What will be revealed in the years to come as the manifest insolvency of capitalist utopia, in the apocalyptic and tragicomic spectacle of its landslide, which will shake every residual illusion from anyone who has not lost their capacity to understand in the meantime. But the bankruptcy of this utopia — this dominant hic et nunc — does not in itself mean the immediate triumph of qualitative and liberated corporality. Precisely because anthropomorphised capital, through self-criticism, valorises the fictitious capital of its own becoming (an anticipated future in the economic-political utopias that capital-being subjects to the desperate project to ensure the survival of every subjectivity, in credit of life), devalorisation internally negates every particular utopia, “sublated” before being able to overcome itself as utopia, that is, before it could realise itself. And precisely as the being of the fictitious, capital, at the last stage of the autonomisation of dematerialised value, is not realised in particular utopias but rather in forms of its own general becoming (of its own utopia in process), forms that cannot be realised as substance due to the rapidity of the very process: the dynamic of the fictitious.
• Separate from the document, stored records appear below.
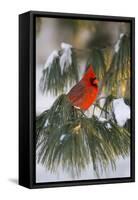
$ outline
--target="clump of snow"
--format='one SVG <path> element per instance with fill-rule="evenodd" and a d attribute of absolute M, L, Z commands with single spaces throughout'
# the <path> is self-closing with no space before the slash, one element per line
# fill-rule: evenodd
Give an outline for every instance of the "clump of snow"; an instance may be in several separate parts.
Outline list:
<path fill-rule="evenodd" d="M 61 43 L 61 49 L 70 49 L 70 48 L 72 48 L 71 44 L 67 44 L 65 42 Z"/>
<path fill-rule="evenodd" d="M 116 53 L 119 51 L 121 38 L 122 38 L 123 36 L 124 36 L 124 33 L 121 33 L 121 34 L 120 34 L 120 37 L 119 37 L 119 40 L 116 42 L 116 44 L 115 44 L 115 46 L 114 46 L 114 49 L 115 49 L 115 52 L 116 52 Z"/>
<path fill-rule="evenodd" d="M 101 98 L 101 99 L 99 100 L 100 107 L 103 108 L 106 97 L 101 96 L 100 98 Z M 96 117 L 99 118 L 100 115 L 101 115 L 101 109 L 98 108 L 97 106 L 94 108 L 94 105 L 91 105 L 91 106 L 85 111 L 85 115 L 86 115 L 88 118 L 91 118 L 92 115 L 93 115 L 93 111 L 94 111 L 94 115 L 95 115 Z"/>
<path fill-rule="evenodd" d="M 99 117 L 100 122 L 106 122 L 107 120 L 104 117 Z"/>
<path fill-rule="evenodd" d="M 64 139 L 65 136 L 66 136 L 65 134 L 63 134 L 63 135 L 60 136 L 60 142 L 61 143 L 62 143 L 62 141 L 63 141 L 63 139 Z"/>
<path fill-rule="evenodd" d="M 47 120 L 45 121 L 44 127 L 47 127 L 48 123 L 49 123 L 49 121 L 48 121 L 48 119 L 47 119 Z"/>
<path fill-rule="evenodd" d="M 99 121 L 100 122 L 107 122 L 106 123 L 106 128 L 108 128 L 108 129 L 111 129 L 112 127 L 111 127 L 111 125 L 110 125 L 110 123 L 108 122 L 108 120 L 107 119 L 105 119 L 104 117 L 99 117 Z"/>
<path fill-rule="evenodd" d="M 92 117 L 94 105 L 91 105 L 84 113 L 88 118 Z"/>
<path fill-rule="evenodd" d="M 61 49 L 63 53 L 60 57 L 60 67 L 61 67 L 61 74 L 63 74 L 63 70 L 66 70 L 72 64 L 72 46 L 67 43 L 61 43 Z"/>
<path fill-rule="evenodd" d="M 60 56 L 60 67 L 61 67 L 61 73 L 63 74 L 63 71 L 66 70 L 71 64 L 72 64 L 72 45 L 67 43 L 61 43 L 61 49 L 62 49 L 62 55 Z M 54 50 L 49 57 L 47 58 L 47 61 L 44 65 L 44 69 L 50 68 L 52 65 L 54 59 L 58 58 L 59 54 L 57 50 Z"/>
<path fill-rule="evenodd" d="M 106 124 L 106 128 L 110 129 L 112 128 L 111 125 L 109 123 Z"/>
<path fill-rule="evenodd" d="M 123 98 L 119 98 L 113 100 L 113 110 L 118 125 L 123 127 L 126 121 L 130 119 L 130 107 L 125 104 Z"/>
<path fill-rule="evenodd" d="M 54 59 L 56 59 L 58 57 L 58 51 L 57 50 L 54 50 L 48 57 L 45 65 L 44 65 L 44 69 L 50 67 L 54 61 Z"/>

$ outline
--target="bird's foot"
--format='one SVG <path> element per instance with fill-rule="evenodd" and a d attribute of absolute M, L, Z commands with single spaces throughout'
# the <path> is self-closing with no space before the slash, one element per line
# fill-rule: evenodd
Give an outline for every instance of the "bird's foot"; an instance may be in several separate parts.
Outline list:
<path fill-rule="evenodd" d="M 78 107 L 78 106 L 74 106 L 74 108 L 76 108 L 76 109 L 78 109 L 78 110 L 81 110 L 80 107 Z"/>

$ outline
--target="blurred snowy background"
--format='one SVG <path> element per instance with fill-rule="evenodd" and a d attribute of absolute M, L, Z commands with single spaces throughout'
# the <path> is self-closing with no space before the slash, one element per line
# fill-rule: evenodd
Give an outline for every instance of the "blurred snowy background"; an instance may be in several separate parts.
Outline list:
<path fill-rule="evenodd" d="M 36 21 L 36 113 L 37 115 L 46 109 L 49 109 L 56 96 L 49 94 L 42 94 L 39 89 L 39 81 L 42 76 L 42 70 L 45 66 L 48 56 L 53 50 L 59 49 L 62 42 L 71 44 L 72 46 L 83 49 L 92 44 L 93 37 L 95 36 L 95 23 L 91 21 L 77 21 L 68 19 L 52 19 L 52 18 L 37 18 Z M 108 37 L 103 38 L 102 41 L 96 45 L 104 46 L 106 44 L 112 45 L 119 38 L 120 23 L 117 22 L 103 22 L 103 27 L 106 30 L 110 30 Z M 125 29 L 125 25 L 122 23 L 121 28 Z M 103 32 L 101 34 L 105 34 Z M 126 30 L 127 31 L 127 30 Z M 97 36 L 98 38 L 98 36 Z M 108 41 L 107 41 L 108 40 Z M 117 48 L 117 47 L 116 47 Z M 84 55 L 81 56 L 80 62 L 80 76 L 84 70 L 83 66 Z M 122 126 L 127 119 L 130 118 L 130 108 L 124 103 L 123 99 L 114 101 L 115 115 L 118 125 Z M 121 108 L 121 109 L 120 109 Z M 120 113 L 121 110 L 121 113 Z M 101 119 L 102 120 L 102 119 Z M 116 170 L 113 171 L 109 166 L 107 172 L 102 173 L 100 178 L 117 178 L 117 177 L 129 177 L 130 176 L 130 156 L 125 159 L 118 158 L 116 162 Z M 96 179 L 96 175 L 92 171 L 92 166 L 88 166 L 79 178 L 71 177 L 68 172 L 63 171 L 61 167 L 57 168 L 56 173 L 50 173 L 41 164 L 36 163 L 36 182 L 52 182 L 52 181 L 68 181 L 68 180 L 84 180 L 84 179 Z"/>

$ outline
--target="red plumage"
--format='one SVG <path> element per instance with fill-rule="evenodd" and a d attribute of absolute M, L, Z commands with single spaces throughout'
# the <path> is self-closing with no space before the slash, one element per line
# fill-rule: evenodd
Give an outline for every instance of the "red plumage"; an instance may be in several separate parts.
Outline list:
<path fill-rule="evenodd" d="M 73 106 L 79 107 L 81 110 L 87 110 L 96 100 L 97 94 L 98 80 L 91 65 L 67 96 Z"/>

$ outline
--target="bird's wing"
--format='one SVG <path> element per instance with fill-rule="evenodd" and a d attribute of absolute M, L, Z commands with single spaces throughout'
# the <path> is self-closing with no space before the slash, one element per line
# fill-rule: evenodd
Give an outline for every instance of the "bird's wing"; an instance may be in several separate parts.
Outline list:
<path fill-rule="evenodd" d="M 76 84 L 68 93 L 68 97 L 72 103 L 82 101 L 85 94 L 85 85 L 82 81 Z"/>

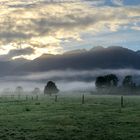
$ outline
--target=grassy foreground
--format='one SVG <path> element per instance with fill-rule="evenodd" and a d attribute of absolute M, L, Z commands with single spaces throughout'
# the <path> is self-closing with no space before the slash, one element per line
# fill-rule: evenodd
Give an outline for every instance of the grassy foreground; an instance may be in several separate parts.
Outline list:
<path fill-rule="evenodd" d="M 140 140 L 140 97 L 0 99 L 0 140 Z"/>

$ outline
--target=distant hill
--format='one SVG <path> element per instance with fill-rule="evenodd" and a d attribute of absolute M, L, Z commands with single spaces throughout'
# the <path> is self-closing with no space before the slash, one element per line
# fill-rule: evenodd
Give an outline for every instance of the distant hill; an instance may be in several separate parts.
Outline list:
<path fill-rule="evenodd" d="M 62 55 L 43 55 L 26 63 L 21 68 L 30 72 L 64 69 L 90 70 L 96 68 L 140 69 L 139 60 L 139 53 L 123 47 L 99 47 L 89 51 L 71 51 Z"/>
<path fill-rule="evenodd" d="M 32 61 L 0 62 L 0 73 L 44 72 L 48 70 L 140 69 L 140 53 L 123 47 L 96 47 L 61 55 L 44 54 Z M 9 72 L 8 72 L 9 73 Z"/>
<path fill-rule="evenodd" d="M 77 54 L 77 53 L 84 53 L 86 51 L 87 51 L 86 49 L 79 49 L 79 50 L 67 51 L 64 54 Z"/>
<path fill-rule="evenodd" d="M 12 75 L 19 73 L 18 69 L 27 64 L 29 60 L 20 58 L 9 61 L 0 61 L 0 76 Z M 30 61 L 31 62 L 31 61 Z"/>

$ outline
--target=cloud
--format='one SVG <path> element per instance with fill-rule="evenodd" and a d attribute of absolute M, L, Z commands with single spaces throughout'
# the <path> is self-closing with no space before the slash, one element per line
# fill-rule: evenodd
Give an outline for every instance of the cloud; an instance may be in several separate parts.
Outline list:
<path fill-rule="evenodd" d="M 48 72 L 40 72 L 40 73 L 32 73 L 25 76 L 13 77 L 15 80 L 28 80 L 28 81 L 61 81 L 61 82 L 74 82 L 74 81 L 82 81 L 82 82 L 92 82 L 95 81 L 97 76 L 107 75 L 107 74 L 116 74 L 120 80 L 126 75 L 132 75 L 136 78 L 139 76 L 140 79 L 140 71 L 136 69 L 95 69 L 95 70 L 65 70 L 65 71 L 48 71 Z"/>
<path fill-rule="evenodd" d="M 136 30 L 140 22 L 139 6 L 104 6 L 104 0 L 22 1 L 2 0 L 0 45 L 26 43 L 34 47 L 30 59 L 42 53 L 62 53 L 65 42 L 84 43 L 81 36 Z M 98 4 L 102 6 L 98 7 Z M 113 0 L 122 5 L 122 1 Z M 40 51 L 43 49 L 44 51 Z M 28 57 L 29 58 L 29 57 Z"/>
<path fill-rule="evenodd" d="M 133 80 L 140 84 L 140 71 L 135 69 L 98 69 L 89 71 L 48 71 L 43 73 L 32 73 L 25 76 L 6 76 L 0 78 L 0 89 L 7 88 L 7 85 L 11 90 L 15 90 L 17 86 L 22 86 L 25 90 L 32 91 L 35 87 L 39 87 L 42 91 L 44 86 L 49 80 L 55 81 L 56 85 L 61 91 L 72 90 L 94 90 L 95 79 L 97 76 L 106 74 L 116 74 L 119 78 L 119 82 L 126 75 L 132 75 Z M 88 80 L 87 80 L 88 79 Z"/>
<path fill-rule="evenodd" d="M 18 56 L 28 56 L 31 54 L 34 54 L 34 49 L 27 47 L 27 48 L 19 48 L 19 49 L 11 49 L 7 54 L 5 55 L 0 55 L 1 61 L 7 61 L 11 60 L 12 58 L 15 58 Z"/>
<path fill-rule="evenodd" d="M 113 4 L 117 6 L 123 6 L 124 0 L 111 0 Z"/>
<path fill-rule="evenodd" d="M 133 26 L 131 29 L 136 30 L 136 31 L 140 31 L 140 26 Z"/>
<path fill-rule="evenodd" d="M 8 53 L 8 55 L 10 56 L 20 56 L 20 55 L 29 55 L 34 53 L 34 49 L 33 48 L 24 48 L 24 49 L 14 49 L 14 50 L 10 50 L 10 52 Z"/>

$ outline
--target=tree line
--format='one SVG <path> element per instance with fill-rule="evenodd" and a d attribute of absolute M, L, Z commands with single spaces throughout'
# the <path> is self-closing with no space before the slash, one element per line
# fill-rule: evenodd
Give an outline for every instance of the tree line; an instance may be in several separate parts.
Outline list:
<path fill-rule="evenodd" d="M 123 78 L 122 82 L 119 82 L 119 78 L 115 74 L 108 74 L 104 76 L 98 76 L 95 80 L 96 89 L 134 89 L 136 83 L 133 81 L 131 75 L 127 75 Z M 44 88 L 44 94 L 56 94 L 59 92 L 56 84 L 53 81 L 49 81 Z"/>
<path fill-rule="evenodd" d="M 121 84 L 119 84 L 119 78 L 115 74 L 108 74 L 104 76 L 98 76 L 95 80 L 96 89 L 115 89 L 117 87 L 123 87 L 125 89 L 136 88 L 136 83 L 133 81 L 133 77 L 131 75 L 127 75 L 123 78 Z M 18 86 L 15 90 L 16 93 L 23 93 L 23 88 Z M 55 82 L 48 81 L 47 85 L 44 87 L 45 95 L 57 94 L 59 92 L 58 87 Z M 32 93 L 39 94 L 41 93 L 39 88 L 35 88 Z"/>
<path fill-rule="evenodd" d="M 118 87 L 119 78 L 115 74 L 108 74 L 105 76 L 98 76 L 95 81 L 96 88 L 111 88 Z M 136 87 L 136 83 L 133 81 L 131 75 L 124 77 L 121 83 L 121 87 L 124 88 L 133 88 Z"/>

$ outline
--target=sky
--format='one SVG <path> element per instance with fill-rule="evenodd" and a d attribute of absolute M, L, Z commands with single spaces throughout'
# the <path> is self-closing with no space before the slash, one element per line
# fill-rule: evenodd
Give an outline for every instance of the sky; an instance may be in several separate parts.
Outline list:
<path fill-rule="evenodd" d="M 0 55 L 8 59 L 140 49 L 140 0 L 1 0 L 0 9 Z"/>

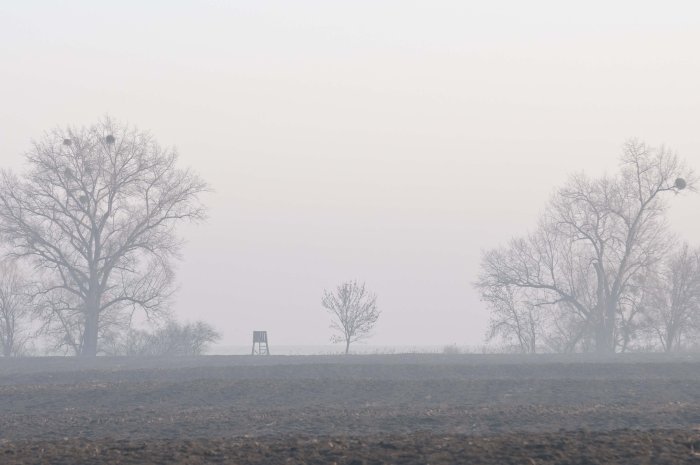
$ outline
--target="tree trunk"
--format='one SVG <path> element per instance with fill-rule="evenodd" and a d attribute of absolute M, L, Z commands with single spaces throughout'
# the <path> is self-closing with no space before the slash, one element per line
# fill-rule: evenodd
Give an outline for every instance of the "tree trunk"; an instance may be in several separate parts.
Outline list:
<path fill-rule="evenodd" d="M 85 308 L 85 330 L 83 332 L 83 347 L 80 355 L 85 357 L 97 356 L 98 321 L 97 299 L 89 298 Z"/>
<path fill-rule="evenodd" d="M 345 340 L 345 355 L 350 351 L 350 339 Z"/>
<path fill-rule="evenodd" d="M 12 323 L 9 321 L 9 318 L 5 318 L 5 321 L 3 322 L 5 328 L 5 337 L 2 340 L 2 354 L 5 357 L 10 357 L 12 356 L 12 348 L 14 347 L 14 328 Z"/>
<path fill-rule="evenodd" d="M 596 352 L 612 354 L 615 353 L 615 305 L 608 303 L 604 308 L 596 328 Z"/>
<path fill-rule="evenodd" d="M 676 328 L 671 326 L 666 332 L 666 352 L 674 352 L 678 350 L 680 338 L 677 335 Z"/>

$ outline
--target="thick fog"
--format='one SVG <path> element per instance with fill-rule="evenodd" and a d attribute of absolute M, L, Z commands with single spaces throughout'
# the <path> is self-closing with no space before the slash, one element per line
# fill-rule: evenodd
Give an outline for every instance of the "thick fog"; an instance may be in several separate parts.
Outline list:
<path fill-rule="evenodd" d="M 693 2 L 0 3 L 0 159 L 108 114 L 211 184 L 174 311 L 222 345 L 327 344 L 365 281 L 378 345 L 479 345 L 482 249 L 532 228 L 623 142 L 700 169 Z M 700 11 L 699 11 L 700 12 Z M 700 238 L 700 198 L 672 199 Z"/>

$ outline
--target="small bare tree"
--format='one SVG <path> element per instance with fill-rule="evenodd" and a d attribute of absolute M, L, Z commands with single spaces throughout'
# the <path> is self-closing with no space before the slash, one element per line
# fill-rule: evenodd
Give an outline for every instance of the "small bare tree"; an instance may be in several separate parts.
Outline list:
<path fill-rule="evenodd" d="M 518 289 L 494 286 L 484 289 L 482 299 L 491 307 L 487 339 L 501 338 L 508 349 L 536 353 L 542 336 L 542 309 L 519 298 Z"/>
<path fill-rule="evenodd" d="M 357 281 L 344 282 L 334 292 L 324 290 L 321 304 L 331 314 L 331 328 L 340 333 L 331 340 L 345 342 L 346 354 L 352 342 L 369 337 L 379 319 L 377 296 Z"/>
<path fill-rule="evenodd" d="M 0 345 L 5 357 L 21 355 L 29 340 L 30 294 L 17 264 L 0 262 Z"/>
<path fill-rule="evenodd" d="M 110 351 L 113 355 L 183 357 L 202 355 L 221 334 L 203 321 L 169 321 L 153 332 L 129 330 Z"/>
<path fill-rule="evenodd" d="M 700 330 L 700 250 L 683 244 L 648 286 L 652 292 L 644 305 L 646 323 L 664 351 L 678 350 Z"/>
<path fill-rule="evenodd" d="M 157 317 L 173 290 L 177 224 L 199 220 L 206 184 L 146 132 L 104 119 L 34 143 L 0 179 L 0 236 L 42 271 L 45 327 L 76 354 L 136 310 Z"/>

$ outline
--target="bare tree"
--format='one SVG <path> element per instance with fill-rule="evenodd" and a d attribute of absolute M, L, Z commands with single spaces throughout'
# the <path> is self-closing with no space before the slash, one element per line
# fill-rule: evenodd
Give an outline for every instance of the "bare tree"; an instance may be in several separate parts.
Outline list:
<path fill-rule="evenodd" d="M 533 233 L 484 253 L 476 286 L 482 294 L 518 288 L 531 305 L 570 315 L 566 346 L 613 352 L 621 323 L 632 322 L 621 303 L 670 243 L 663 196 L 694 184 L 676 155 L 630 141 L 618 175 L 571 177 Z"/>
<path fill-rule="evenodd" d="M 321 304 L 331 314 L 331 328 L 340 333 L 332 341 L 345 342 L 346 354 L 352 342 L 369 336 L 379 319 L 377 296 L 357 281 L 344 282 L 334 292 L 324 290 Z"/>
<path fill-rule="evenodd" d="M 0 344 L 5 357 L 21 355 L 29 339 L 31 292 L 17 264 L 0 262 Z"/>
<path fill-rule="evenodd" d="M 646 324 L 666 352 L 700 330 L 700 250 L 683 244 L 663 264 L 644 305 Z"/>
<path fill-rule="evenodd" d="M 541 344 L 541 308 L 522 301 L 511 286 L 484 289 L 482 299 L 491 307 L 488 340 L 502 338 L 509 348 L 522 353 L 536 353 Z"/>
<path fill-rule="evenodd" d="M 0 235 L 41 270 L 46 327 L 94 356 L 100 334 L 173 289 L 175 226 L 200 220 L 206 184 L 174 151 L 111 119 L 56 129 L 34 143 L 21 176 L 0 180 Z"/>

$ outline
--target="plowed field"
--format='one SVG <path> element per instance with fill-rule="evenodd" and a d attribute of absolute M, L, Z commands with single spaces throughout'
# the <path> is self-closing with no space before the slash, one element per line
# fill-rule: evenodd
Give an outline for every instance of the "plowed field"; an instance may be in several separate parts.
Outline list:
<path fill-rule="evenodd" d="M 700 463 L 700 358 L 0 359 L 0 463 Z"/>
It is in this process, and in the increasingly explosive contradiction between the domination of forms and the overcoming, in form, of their own substance, that qualitative subjectivity, the corporal substance of the species, sees its own revolutionary task fulfilled, its concrete destiny: that of realising the dialectic, pressing, with the will of the essence that clamours to be, the increasingly accelerated ruin of representations. The subjectivity of the species will separate itself only in the last ruins of political utopia. Before recognising itself as the subject of the biological revolution, the proletarian body of the species will have to free itself from all the hypotheses that communist ideologues throw on its future as the realisation of the human end, that Gemeinschaft in harmony with ecological codes, the latest and most coherent metamorphosis of fictitious capital into “invisibility”, the mimesis of liberated life.

128.

The supreme consistency of the fictitious is that of showing itself, finally, to be perfect representation and therefore as the organisation of perfectly unreal appearances: that of ending in its definitive separation from the concrete, in its own sensitive disappearance (the fictitious is the essence of every religion). But only by manifesting itself as a substance impervious to the fictitious, therefore only by affirming itself as a subjectivity consubstantial to the organic movement of nature [naturante], to its global corporeality in process, can the species definitively emancipate itself from the domination of prosthesis, free itself from the fictitious and its religions. The biological revolution consists in the definitive inversion of the relationship that has seen, since prehistory, the corporeality of the species subject to the domination of the social machine; in the liberation of organic subjectivity; and in the irreversible “domestication” of the machine, in all its possible manners of appearing.